In the row of carriages outside St Peter’s that went all the way up Church Lane, the horses stood with heads drooping and ears out sideways, their breath making little clouds about their muzzles, where raindrops caught and trembled on their whiskers.
Inside the church, there was the dank smell of wet wool and the mouldy smell of chrysanthemums; sniffs and the occasional hollow cough were the counterpoint to the familiar words of the funeral service.
The neighbourhood had turned out to see off the earl.
Giles was aware he was being scrutinised: he felt the eyes on the back of his neck.
What sort of a landlord would he prove? Was there anything to be made out of him?
At the graveside, all was black umbrellas, an astonishing number, like a sudden growth of mushrooms brought on by the rain.
The inside of the grave was grey and slippery, indecent, like a wound, an exposure of something never meant to be seen.
Giles felt faintly nauseous – though perhaps that might have been hunger.
He had been unable to eat at breakfast. He’d had little appetite since he’d left Thebes.
The rector nodded to him, and he stepped forward and threw a lump of clay down, hearing it thump hollowly on the coffin, and tried for decency’s sake to think about his father and feel grief for him.

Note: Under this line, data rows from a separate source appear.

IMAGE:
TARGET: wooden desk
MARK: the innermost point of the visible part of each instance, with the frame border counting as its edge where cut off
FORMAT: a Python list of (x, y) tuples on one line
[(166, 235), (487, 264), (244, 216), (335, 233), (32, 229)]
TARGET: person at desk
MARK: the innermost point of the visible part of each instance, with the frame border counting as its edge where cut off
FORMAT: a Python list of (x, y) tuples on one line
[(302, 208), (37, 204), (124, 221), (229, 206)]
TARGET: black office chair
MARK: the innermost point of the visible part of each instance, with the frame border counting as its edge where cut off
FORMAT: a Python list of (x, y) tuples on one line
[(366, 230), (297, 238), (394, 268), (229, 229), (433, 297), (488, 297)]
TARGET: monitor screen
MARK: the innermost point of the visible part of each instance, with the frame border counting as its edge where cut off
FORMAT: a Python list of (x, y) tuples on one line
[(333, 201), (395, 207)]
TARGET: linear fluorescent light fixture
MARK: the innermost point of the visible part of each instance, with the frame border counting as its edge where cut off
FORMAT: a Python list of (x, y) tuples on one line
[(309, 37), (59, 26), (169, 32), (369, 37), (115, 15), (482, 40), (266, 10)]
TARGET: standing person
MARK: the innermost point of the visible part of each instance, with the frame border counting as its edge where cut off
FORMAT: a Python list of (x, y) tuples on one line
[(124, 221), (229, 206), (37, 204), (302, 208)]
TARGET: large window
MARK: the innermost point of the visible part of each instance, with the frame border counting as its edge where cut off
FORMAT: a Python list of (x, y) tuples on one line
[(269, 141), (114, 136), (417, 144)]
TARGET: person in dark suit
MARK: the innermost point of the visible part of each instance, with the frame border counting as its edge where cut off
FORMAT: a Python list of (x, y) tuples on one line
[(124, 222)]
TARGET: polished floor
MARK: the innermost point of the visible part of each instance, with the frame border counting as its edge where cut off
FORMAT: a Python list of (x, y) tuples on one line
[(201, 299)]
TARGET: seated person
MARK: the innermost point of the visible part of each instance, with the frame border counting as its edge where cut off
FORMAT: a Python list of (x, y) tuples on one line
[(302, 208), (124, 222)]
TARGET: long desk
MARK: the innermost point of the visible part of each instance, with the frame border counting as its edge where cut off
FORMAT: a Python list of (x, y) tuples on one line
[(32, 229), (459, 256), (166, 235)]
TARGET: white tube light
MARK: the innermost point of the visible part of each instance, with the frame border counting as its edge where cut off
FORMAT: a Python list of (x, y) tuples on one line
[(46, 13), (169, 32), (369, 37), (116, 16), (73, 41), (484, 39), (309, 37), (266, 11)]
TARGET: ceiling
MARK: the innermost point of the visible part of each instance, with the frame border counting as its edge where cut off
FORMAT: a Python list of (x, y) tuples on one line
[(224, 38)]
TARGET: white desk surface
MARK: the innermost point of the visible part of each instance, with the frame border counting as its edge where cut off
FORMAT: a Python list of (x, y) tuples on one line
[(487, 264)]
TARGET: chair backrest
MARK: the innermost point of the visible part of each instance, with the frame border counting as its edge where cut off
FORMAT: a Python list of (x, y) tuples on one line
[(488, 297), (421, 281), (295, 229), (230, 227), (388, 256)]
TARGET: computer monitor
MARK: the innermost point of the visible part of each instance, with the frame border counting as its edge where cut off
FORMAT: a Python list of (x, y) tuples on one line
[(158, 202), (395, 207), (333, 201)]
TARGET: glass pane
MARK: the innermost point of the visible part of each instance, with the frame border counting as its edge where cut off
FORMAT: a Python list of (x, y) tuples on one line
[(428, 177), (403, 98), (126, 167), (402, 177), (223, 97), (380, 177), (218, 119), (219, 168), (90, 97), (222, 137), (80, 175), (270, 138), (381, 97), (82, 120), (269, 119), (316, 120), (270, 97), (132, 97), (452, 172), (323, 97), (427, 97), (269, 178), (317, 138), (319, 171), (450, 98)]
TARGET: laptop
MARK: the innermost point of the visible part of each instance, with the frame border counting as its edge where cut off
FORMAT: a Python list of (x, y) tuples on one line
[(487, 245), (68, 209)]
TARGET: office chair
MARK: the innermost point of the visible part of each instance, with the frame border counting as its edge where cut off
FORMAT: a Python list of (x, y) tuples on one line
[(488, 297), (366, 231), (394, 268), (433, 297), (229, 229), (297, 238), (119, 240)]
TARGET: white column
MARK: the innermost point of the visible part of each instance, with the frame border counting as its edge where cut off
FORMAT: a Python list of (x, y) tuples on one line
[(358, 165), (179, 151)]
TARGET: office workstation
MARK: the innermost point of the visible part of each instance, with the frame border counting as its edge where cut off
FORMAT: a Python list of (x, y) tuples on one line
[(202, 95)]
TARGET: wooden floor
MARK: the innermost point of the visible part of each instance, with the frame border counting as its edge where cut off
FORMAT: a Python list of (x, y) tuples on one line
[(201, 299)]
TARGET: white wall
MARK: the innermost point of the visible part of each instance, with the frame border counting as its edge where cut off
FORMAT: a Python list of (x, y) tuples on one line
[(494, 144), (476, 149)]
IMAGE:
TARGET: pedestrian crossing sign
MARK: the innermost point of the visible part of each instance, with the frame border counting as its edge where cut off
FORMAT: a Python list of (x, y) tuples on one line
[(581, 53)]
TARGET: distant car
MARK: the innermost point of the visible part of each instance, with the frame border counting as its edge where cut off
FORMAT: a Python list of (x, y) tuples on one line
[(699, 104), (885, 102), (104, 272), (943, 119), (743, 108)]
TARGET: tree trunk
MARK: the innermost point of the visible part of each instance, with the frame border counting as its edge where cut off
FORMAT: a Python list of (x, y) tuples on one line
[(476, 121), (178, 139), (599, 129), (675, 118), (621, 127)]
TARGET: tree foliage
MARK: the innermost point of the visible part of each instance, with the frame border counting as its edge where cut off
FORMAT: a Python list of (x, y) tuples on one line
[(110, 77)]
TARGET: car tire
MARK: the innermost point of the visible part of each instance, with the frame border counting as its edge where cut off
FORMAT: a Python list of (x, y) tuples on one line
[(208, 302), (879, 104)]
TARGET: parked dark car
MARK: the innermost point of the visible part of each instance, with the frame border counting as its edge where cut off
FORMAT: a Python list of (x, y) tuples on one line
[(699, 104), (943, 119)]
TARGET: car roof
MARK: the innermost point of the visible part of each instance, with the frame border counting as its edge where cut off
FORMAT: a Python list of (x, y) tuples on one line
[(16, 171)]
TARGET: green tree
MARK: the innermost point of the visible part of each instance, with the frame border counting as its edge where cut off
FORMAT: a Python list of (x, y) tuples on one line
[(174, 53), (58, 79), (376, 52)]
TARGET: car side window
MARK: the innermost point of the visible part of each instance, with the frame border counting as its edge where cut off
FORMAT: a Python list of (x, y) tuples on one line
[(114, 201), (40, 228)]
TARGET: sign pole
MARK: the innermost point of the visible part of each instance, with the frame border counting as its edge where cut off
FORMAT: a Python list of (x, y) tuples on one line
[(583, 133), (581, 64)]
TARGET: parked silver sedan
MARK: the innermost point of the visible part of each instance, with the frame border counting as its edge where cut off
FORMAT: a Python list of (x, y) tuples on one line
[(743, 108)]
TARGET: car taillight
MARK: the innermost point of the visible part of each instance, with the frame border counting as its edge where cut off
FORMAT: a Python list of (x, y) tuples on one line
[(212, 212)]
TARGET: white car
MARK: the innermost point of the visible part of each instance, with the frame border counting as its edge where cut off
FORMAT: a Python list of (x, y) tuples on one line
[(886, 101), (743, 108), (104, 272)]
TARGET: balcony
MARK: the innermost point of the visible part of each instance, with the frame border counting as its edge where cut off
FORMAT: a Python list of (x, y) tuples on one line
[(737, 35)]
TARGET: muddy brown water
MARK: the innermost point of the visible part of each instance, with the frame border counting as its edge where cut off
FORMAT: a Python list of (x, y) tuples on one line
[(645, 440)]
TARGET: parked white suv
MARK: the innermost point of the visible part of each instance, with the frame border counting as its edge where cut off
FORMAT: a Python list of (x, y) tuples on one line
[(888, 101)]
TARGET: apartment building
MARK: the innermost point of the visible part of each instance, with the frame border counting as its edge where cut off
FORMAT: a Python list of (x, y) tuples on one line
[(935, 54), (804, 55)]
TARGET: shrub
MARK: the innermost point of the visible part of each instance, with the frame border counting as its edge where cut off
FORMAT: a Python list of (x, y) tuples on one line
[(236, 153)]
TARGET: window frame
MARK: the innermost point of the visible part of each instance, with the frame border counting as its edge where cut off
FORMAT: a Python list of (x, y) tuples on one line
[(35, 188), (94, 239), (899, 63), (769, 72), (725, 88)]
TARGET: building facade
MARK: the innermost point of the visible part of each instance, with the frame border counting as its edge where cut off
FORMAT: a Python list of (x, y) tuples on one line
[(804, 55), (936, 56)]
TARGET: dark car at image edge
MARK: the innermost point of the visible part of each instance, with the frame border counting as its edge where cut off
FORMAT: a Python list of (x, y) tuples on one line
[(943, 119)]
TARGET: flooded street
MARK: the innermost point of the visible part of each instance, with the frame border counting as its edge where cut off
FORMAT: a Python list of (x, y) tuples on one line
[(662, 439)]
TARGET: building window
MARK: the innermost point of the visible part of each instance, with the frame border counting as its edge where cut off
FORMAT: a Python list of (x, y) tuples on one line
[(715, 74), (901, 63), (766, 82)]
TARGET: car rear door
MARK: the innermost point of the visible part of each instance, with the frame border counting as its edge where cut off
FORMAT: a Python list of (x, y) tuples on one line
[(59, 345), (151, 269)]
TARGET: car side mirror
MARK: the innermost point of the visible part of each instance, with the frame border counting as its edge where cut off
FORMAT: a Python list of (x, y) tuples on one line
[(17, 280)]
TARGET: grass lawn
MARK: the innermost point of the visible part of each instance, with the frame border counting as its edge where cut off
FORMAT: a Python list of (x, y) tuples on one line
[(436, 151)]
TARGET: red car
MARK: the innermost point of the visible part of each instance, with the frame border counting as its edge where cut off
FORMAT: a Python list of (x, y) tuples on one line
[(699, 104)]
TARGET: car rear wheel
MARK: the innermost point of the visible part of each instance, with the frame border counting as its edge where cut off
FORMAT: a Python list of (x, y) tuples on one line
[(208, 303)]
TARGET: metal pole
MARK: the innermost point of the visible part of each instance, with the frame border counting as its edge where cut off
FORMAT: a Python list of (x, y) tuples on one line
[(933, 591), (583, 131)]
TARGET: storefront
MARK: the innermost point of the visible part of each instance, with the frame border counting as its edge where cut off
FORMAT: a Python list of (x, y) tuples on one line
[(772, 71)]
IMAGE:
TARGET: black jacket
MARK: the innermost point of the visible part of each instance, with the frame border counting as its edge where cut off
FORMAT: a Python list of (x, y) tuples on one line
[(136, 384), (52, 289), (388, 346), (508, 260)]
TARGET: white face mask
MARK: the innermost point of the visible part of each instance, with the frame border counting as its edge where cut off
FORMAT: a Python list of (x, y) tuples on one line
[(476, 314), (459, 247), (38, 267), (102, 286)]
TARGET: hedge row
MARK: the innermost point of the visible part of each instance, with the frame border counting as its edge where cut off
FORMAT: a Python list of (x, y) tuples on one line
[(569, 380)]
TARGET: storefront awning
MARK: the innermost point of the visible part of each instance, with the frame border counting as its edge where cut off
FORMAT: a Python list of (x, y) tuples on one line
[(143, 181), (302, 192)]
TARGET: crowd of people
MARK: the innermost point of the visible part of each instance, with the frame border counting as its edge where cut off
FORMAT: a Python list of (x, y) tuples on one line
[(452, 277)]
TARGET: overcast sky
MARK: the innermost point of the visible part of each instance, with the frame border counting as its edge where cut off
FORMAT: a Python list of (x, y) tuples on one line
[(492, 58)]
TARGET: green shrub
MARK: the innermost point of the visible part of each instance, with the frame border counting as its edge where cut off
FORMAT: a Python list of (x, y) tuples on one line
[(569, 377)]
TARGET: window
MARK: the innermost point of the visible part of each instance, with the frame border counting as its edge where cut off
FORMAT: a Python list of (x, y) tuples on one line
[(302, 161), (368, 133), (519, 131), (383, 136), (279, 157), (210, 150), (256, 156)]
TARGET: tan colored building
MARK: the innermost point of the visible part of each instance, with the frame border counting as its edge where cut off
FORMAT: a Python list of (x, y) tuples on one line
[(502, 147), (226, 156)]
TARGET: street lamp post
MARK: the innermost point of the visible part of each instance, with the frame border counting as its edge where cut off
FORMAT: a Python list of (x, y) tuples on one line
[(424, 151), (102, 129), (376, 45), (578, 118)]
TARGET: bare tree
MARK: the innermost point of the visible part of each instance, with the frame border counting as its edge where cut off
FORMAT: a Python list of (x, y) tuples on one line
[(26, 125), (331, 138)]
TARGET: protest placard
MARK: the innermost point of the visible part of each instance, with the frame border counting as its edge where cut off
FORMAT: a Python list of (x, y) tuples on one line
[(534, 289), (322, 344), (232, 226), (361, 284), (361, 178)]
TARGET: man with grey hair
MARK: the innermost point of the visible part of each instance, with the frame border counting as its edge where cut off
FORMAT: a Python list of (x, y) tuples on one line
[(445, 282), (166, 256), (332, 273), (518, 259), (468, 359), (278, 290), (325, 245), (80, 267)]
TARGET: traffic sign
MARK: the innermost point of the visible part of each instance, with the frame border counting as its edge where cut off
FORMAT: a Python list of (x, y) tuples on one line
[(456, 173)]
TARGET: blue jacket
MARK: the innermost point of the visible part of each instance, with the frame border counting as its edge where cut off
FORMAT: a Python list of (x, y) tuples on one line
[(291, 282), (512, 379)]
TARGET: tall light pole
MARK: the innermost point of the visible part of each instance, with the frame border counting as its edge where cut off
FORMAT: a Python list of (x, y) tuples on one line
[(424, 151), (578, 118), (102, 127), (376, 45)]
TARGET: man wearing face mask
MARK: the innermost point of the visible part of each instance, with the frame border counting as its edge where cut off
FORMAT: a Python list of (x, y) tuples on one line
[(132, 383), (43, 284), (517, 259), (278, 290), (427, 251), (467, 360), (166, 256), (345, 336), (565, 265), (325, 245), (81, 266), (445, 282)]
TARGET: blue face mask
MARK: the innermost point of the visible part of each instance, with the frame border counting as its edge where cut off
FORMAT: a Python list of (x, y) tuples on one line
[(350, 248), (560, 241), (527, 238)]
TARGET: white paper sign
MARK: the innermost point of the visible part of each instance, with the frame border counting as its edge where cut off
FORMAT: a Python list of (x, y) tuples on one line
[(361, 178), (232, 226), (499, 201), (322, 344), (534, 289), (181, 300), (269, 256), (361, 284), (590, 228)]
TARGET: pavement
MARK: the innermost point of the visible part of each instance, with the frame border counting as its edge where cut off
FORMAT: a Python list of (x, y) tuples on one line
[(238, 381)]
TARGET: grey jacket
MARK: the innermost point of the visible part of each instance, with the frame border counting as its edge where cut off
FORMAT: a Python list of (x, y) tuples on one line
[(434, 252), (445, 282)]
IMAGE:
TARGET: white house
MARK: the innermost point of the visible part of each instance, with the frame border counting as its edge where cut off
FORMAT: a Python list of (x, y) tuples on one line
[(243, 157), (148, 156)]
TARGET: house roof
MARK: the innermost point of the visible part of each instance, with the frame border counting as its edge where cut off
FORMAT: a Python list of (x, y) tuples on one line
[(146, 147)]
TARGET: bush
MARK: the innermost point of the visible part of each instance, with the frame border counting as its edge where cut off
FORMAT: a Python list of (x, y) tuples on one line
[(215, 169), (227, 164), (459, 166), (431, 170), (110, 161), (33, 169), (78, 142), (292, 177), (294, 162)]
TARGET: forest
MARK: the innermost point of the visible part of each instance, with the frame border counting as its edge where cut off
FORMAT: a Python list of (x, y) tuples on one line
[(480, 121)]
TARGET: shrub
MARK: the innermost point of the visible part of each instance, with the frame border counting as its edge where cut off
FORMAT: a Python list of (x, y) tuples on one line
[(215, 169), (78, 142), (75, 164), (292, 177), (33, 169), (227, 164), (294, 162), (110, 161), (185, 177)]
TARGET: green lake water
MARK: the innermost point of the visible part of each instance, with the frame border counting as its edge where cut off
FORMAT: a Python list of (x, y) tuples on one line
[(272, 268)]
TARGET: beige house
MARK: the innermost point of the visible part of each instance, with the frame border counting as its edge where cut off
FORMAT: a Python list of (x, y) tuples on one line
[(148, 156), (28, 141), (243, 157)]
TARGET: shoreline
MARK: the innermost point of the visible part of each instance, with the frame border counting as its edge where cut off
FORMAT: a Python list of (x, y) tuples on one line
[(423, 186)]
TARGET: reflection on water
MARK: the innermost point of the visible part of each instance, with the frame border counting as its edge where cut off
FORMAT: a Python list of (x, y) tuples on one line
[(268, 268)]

But nothing came. He couldn’t remember a single moment when his father had spoken to him naturally or with unalloyed affection.
Perhaps an earl had always to be acting a role.
It was a depressing thought. When they had driven through the gates this morning, the gatekeeper had come out carrying his little son, presumably having been engaged in doing something for him when the carriage passed.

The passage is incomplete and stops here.